Рыночная стоимость произведения живописи определялась не тематикой, не жанром и стилем, а техникой исполнения. То есть затраченным на работу временем. Плата скорее почасовая, чем аккордная, — совершенно иной принцип, чем сейчас. То-то Питер де Хоох, со своими семью детьми, перебравшись из Дельфта в Амстердам, где прожил двадцать два года, до смерти, стал работать заметно быстрее, чем раньше. Достоверно известны сто шестьдесят три его работы, семьдесят пять из них написаны в последние четырнадцать лет. Понятное явление: добившись репутации мастера, разрешил себе небрежность. Зато улучшил жилищные условия: первые свои амстердамские годы де Хоох жил где-то на окраине, потом пepeбpaлcя на Конийненстрат, в нескольких минутах ходьбы от дома Декарта, могилы Рембрандта, памятника мученикам гомосексуализма. Это и сейчас очень хороший район, хотя улицу де Хооха начисто перестроили, осталось лишь одно старое здание — может, как раз его дом?

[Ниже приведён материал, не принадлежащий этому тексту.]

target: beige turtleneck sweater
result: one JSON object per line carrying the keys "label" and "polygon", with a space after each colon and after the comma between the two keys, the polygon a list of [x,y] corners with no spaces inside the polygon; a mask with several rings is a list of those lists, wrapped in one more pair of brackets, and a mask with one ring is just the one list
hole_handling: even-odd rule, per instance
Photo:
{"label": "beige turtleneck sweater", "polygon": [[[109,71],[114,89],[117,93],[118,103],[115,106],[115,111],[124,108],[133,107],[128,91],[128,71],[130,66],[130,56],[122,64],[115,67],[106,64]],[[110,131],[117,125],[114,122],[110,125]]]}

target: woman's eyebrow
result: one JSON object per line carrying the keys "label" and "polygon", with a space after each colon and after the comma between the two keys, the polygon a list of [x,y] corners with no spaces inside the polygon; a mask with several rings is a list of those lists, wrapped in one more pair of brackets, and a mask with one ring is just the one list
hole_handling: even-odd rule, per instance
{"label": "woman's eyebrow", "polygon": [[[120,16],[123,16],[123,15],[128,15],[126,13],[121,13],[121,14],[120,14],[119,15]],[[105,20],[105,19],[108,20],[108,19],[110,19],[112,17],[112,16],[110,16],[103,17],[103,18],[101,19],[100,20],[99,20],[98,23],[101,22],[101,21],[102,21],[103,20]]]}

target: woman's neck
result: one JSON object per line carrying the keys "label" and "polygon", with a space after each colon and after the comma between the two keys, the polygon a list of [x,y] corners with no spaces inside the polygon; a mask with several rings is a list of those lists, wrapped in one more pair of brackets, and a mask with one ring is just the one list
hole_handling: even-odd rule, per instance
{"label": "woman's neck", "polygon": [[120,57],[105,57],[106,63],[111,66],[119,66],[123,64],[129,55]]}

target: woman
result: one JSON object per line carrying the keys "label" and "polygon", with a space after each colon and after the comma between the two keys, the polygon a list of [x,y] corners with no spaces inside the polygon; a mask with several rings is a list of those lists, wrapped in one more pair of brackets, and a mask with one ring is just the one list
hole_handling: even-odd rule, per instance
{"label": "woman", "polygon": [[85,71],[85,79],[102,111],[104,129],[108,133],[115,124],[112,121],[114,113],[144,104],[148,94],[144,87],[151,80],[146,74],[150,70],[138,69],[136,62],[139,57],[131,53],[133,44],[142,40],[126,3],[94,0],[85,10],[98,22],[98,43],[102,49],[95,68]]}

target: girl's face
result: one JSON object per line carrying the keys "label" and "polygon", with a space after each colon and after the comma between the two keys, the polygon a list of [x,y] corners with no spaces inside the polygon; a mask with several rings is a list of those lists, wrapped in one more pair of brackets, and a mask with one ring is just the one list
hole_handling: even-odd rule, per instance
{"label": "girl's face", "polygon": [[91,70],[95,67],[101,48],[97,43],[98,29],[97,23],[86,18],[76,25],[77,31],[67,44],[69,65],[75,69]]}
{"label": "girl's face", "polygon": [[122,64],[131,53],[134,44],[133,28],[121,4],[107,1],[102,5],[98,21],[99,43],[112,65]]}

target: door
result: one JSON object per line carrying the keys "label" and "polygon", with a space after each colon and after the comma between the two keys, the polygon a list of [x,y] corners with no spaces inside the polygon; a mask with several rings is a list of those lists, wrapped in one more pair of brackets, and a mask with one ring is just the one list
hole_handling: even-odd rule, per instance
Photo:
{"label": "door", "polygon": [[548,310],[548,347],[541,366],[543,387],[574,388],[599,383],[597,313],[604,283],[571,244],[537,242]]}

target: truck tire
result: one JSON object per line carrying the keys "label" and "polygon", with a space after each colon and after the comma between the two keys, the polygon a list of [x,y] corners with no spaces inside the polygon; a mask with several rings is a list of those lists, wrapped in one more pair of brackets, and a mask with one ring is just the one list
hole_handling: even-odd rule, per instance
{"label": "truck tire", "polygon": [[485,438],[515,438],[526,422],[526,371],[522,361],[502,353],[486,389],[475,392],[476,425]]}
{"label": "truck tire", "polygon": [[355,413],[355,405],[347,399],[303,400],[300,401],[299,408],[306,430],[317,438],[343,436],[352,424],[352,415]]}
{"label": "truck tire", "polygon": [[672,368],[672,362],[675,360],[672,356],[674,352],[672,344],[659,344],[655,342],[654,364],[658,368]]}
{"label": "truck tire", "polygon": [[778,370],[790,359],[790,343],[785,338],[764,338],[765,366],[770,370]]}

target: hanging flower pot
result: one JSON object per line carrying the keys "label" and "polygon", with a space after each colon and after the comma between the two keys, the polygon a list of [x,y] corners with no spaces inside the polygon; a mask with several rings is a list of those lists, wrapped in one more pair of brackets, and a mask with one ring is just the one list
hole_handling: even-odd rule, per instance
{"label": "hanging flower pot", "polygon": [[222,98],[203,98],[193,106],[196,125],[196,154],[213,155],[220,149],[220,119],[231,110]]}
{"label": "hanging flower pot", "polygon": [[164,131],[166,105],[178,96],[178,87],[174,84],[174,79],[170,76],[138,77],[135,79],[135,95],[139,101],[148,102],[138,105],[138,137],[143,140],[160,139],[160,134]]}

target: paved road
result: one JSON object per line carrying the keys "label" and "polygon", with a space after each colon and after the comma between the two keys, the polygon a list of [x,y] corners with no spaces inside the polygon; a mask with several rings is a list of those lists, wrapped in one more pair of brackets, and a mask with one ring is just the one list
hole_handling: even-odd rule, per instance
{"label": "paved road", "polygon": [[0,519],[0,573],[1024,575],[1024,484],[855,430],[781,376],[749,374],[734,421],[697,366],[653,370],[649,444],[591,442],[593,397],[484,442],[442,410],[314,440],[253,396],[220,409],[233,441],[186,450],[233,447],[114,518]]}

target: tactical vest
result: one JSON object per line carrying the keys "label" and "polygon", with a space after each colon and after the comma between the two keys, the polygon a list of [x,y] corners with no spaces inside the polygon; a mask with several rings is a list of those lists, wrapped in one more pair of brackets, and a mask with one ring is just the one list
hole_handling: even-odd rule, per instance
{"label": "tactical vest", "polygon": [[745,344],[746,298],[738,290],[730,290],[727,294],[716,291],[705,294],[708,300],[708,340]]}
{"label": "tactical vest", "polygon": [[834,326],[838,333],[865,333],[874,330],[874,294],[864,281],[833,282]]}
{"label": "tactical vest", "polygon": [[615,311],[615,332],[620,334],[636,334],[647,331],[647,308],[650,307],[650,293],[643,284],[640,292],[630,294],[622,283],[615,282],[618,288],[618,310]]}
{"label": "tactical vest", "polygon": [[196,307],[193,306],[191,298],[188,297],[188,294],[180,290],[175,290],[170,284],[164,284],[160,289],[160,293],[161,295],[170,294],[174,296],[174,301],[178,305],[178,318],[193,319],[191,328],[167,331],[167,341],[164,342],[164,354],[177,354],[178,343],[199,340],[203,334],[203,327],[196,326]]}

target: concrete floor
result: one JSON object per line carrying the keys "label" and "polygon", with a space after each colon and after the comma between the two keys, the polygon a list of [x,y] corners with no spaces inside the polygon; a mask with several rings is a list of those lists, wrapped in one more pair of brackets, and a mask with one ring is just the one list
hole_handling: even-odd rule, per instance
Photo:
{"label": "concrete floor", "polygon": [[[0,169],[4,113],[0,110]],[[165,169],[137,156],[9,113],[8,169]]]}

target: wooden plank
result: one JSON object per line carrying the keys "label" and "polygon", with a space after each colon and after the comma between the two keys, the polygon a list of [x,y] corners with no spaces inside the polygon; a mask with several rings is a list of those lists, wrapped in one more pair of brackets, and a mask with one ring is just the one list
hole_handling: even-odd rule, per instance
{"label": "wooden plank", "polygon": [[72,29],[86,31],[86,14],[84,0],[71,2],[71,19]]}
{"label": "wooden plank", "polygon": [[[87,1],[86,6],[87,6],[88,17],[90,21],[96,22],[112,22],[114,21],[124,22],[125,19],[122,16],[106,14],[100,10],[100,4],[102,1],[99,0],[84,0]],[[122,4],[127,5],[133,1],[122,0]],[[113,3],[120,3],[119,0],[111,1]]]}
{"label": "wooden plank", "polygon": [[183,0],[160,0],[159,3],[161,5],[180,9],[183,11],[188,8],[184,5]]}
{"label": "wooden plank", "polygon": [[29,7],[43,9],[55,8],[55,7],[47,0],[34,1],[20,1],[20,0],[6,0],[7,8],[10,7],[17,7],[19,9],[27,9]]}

За производительность надо расплачиваться, и его поздние вещи — проще, грубее, даже вульгарнее. Пышнее интерьеры и костюмы. Появляются колонны, порталы, пилястры, террасы.

Так менялся и сам Амстердам. Эволюция де Хооха — эволюция всей голландской живописи золотого века, и более того — культуры и стиля Голландии. Демократический порыв, когда бургомистры и адмиралы ничем не отличались от купцов и ремесленников, закончился. Революция уравнительна, декаданс всегда иерархичен. Де Хоох — быть может, выразительнее других — и запечатлел в своих жанрах и интерьерах этот переход.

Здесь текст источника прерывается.